Nesses casos, entidades que defendem consumidores recomendam que a pessoa procure rapidamente seu credor para renegociar o contrato. E o que a maioria dos cidadãos desconhece é que o Código de Defesa do Consumidor garante esse direito.
"Existe uma previsão no Código que aponta para uma renegociação quando o consumidor é surpreendido por uma situação que é posterior à assinatura do contrato e o coloca em desvantagem", revela o assessor jurídico do Idec (Instituto de Defesa do Consumidor), Marcos Diegues.
"Então, o que ele está buscando não é a exoneração das suas responsabilidades, mas um tratamento equilibrado para uma situação temporária.

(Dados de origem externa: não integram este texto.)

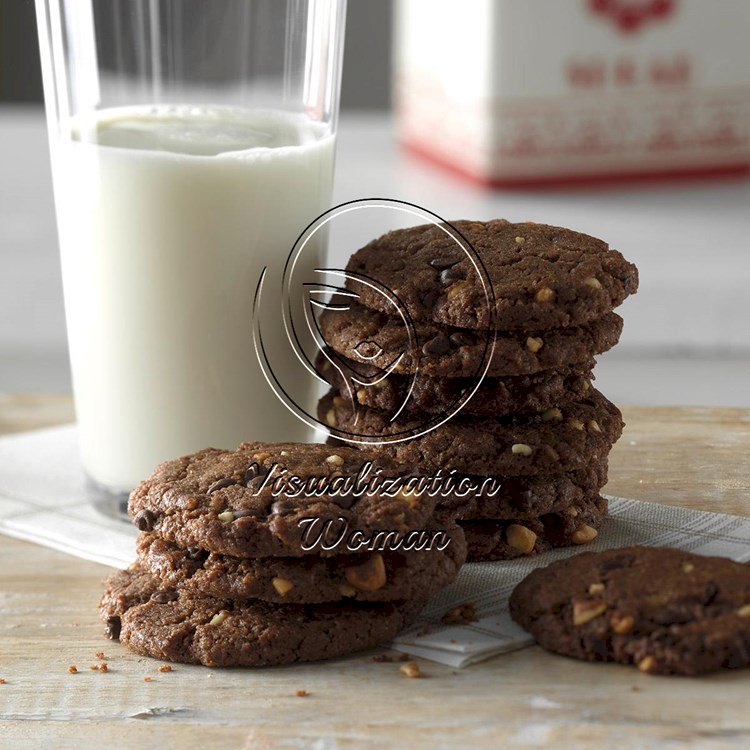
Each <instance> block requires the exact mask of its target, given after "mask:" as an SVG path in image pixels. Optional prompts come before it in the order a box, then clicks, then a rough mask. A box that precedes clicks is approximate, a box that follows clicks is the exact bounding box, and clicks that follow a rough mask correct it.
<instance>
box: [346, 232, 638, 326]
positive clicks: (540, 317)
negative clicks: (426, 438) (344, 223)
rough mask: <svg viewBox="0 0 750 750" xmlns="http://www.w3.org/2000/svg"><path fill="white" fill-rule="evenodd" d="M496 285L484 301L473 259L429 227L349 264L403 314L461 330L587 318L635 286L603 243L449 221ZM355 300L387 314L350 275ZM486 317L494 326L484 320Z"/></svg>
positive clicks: (384, 308)
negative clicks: (384, 290)
mask: <svg viewBox="0 0 750 750" xmlns="http://www.w3.org/2000/svg"><path fill="white" fill-rule="evenodd" d="M452 226H454V227H455V228H456V229H457V230H458V231H459V232H460V233H461V234H462V235H463V236H464V237H465V238H466V239H467V240H468V241H469V243H471V245H472V246H473V248H474V250H475V251H476V253H477V255H478V256H479V259H480V261H481V263H482V264H483V266H484V268H485V269H486V272H487V276H488V278H489V283H490V284H491V286H492V289H493V291H494V305H489V304H488V298H487V295H486V294H485V293H484V292H483V288H482V285H481V283H480V278H479V276H478V274H477V272H476V270H475V267H474V264H473V263H472V260H470V258H469V257H468V256H467V255H466V254H465V253H464V252H463V251H462V250H461V249H460V248H459V247H458V246H457V245H456V243H455V242H454V240H453V239H452V238H450V237H449V236H447V235H446V234H445V232H444V231H443V230H442V229H441V228H440V227H436V226H434V225H431V224H426V225H423V226H418V227H410V228H409V229H398V230H396V231H393V232H389V233H388V234H385V235H383V236H382V237H379V238H378V239H376V240H373V241H372V242H370V243H369V244H368V245H366V246H365V247H363V248H362V249H361V250H358V251H357V252H356V253H354V255H353V256H352V257H351V259H350V260H349V263H348V265H347V270H348V271H350V272H351V273H352V274H361V275H363V276H366V277H367V278H369V279H375V280H376V281H378V282H380V283H381V284H383V285H384V286H385V287H386V288H387V289H388V290H390V291H391V292H393V294H394V295H396V296H397V297H398V298H399V299H400V300H401V302H402V303H403V305H404V306H405V308H406V310H407V311H408V313H409V314H410V315H411V317H412V318H413V319H414V320H416V321H418V322H423V321H429V320H432V321H434V322H436V323H443V324H446V325H451V326H458V327H459V328H475V329H484V330H487V329H491V328H493V327H494V328H497V329H498V330H523V331H538V330H542V329H545V328H552V327H562V326H569V325H578V324H581V323H587V322H589V321H591V320H595V319H596V318H600V317H602V316H603V315H605V314H606V313H608V312H610V311H611V310H612V309H613V308H615V307H617V305H619V304H620V303H621V302H622V301H623V300H624V299H625V298H626V297H627V296H628V295H630V294H634V293H635V291H636V290H637V288H638V271H637V269H636V267H635V266H634V265H633V264H632V263H629V262H628V261H627V260H625V258H623V256H622V255H621V254H620V253H619V252H617V251H616V250H611V249H610V248H609V246H608V245H607V243H606V242H603V241H602V240H599V239H596V238H595V237H590V236H588V235H586V234H581V233H580V232H574V231H571V230H570V229H563V228H561V227H553V226H547V225H546V224H534V223H531V222H526V223H522V224H511V223H510V222H507V221H504V220H501V219H499V220H495V221H488V222H481V221H455V222H452ZM347 286H348V287H349V288H350V289H352V290H353V291H356V292H357V293H358V294H359V296H360V299H361V302H362V304H364V305H367V306H368V307H371V308H373V309H375V310H382V311H383V312H388V308H387V307H386V306H385V299H386V298H385V297H384V296H383V295H382V294H378V293H377V291H376V290H375V288H374V287H373V286H368V285H365V284H361V283H358V282H357V281H354V280H352V279H350V280H349V281H348V282H347ZM493 323H494V326H493V325H492V324H493Z"/></svg>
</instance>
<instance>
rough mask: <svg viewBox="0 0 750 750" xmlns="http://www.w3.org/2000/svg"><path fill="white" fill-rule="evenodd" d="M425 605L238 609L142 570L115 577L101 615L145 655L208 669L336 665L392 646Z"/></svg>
mask: <svg viewBox="0 0 750 750" xmlns="http://www.w3.org/2000/svg"><path fill="white" fill-rule="evenodd" d="M423 604H424V600H421V601H412V602H408V603H392V602H384V603H373V602H352V603H344V602H336V603H332V604H330V603H329V604H311V605H304V604H283V605H279V604H268V603H266V602H259V601H250V602H245V603H237V602H233V601H231V600H229V599H220V598H215V597H211V596H202V595H200V594H196V593H194V592H192V593H189V592H187V591H181V590H175V589H165V588H162V587H161V586H160V584H159V582H158V581H157V580H156V579H155V578H154V577H153V576H151V574H150V573H148V572H146V571H144V570H143V569H141V568H140V567H138V566H137V565H135V566H133V567H131V568H130V569H128V570H121V571H118V572H117V573H114V574H113V575H111V576H110V577H109V578H108V579H107V581H106V590H105V593H104V597H103V598H102V601H101V603H100V605H99V615H100V617H101V619H102V620H103V621H104V622H105V624H106V627H107V634H108V635H109V636H110V637H119V640H120V641H121V642H122V643H124V644H125V645H126V646H128V648H130V649H132V650H133V651H135V652H136V653H138V654H143V655H144V656H152V657H154V658H156V659H166V660H167V661H176V662H184V663H187V664H204V665H205V666H207V667H240V666H254V667H260V666H271V665H274V664H289V663H292V662H301V661H315V660H317V659H328V658H331V657H335V656H342V655H344V654H349V653H351V652H353V651H359V650H360V649H364V648H369V647H371V646H375V645H377V644H378V643H382V642H383V641H389V640H391V639H392V638H394V637H395V636H396V635H397V634H398V633H399V632H400V631H401V630H402V629H403V628H405V627H406V626H407V625H409V624H411V623H412V622H413V620H414V619H415V618H416V616H417V615H418V614H419V611H420V609H421V608H422V606H423Z"/></svg>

Aceitar essa renegociação não é obrigação da empresa, mas o consumidor tem direito de pleiteá-la", acrescenta.
Interesse também da empresa
Para o presidente do Ibedec (Instituto Brasileiro de Estudo e Defesa das Relações de Consumo), José Geraldo Tardin, a maioria das empresas se interessa em renegociar a dívida, pois o não-pagamento traz ainda mais prejuízo.
Assim, ele recomenda que o consumidor procure a empresa ou o agente financeiro o mais rápido possível, antes que fique inadimplente.
Destaque ao bom tratamento
Tradin ressalta ainda que o consumidor, independentemente da inadimplência, não pode ser ameaçado nem exposto ao ridículo pelo seu credor.
"O fato de ele estar devendo não significa que o agente financeiro pode, por exemplo, ligar para o trabalho dele e deixar um recado avisando da dívida. Este direito está no Código e quem descumprir está sujeito à punição de 3 meses a 1 ano de prisão", alerta.
Caso o consumidor se sinta ameaçado ou humilhado, deve entrar com uma ação por danos morais contra o cobrador, conforme publicado na Agência Brasil.
Alerta: cautela na hora da compra!
Mesmo para aqueles que não estão desempregados, as entidades que defendem os consumidores aconselham cuidado no momento de parcelar ou financiar uma aquisição, principalmente na compra com empréstimos bancários ou cheque especial. Afinal, como Diegues lembra, uma crise econômica afeta "fundamentalmente o emprego".
"Mesmo que o consumidor não saiba o que é essa crise e como ela se instalou, é preciso considerá-la quando for comprar. Embora o governo apele para que haja mais oferta de crédito, porque vê a necessidade de manter a economia aquecida, isso não pode ser feito em prejuízo do consumidor", destaca o assessor jurídico.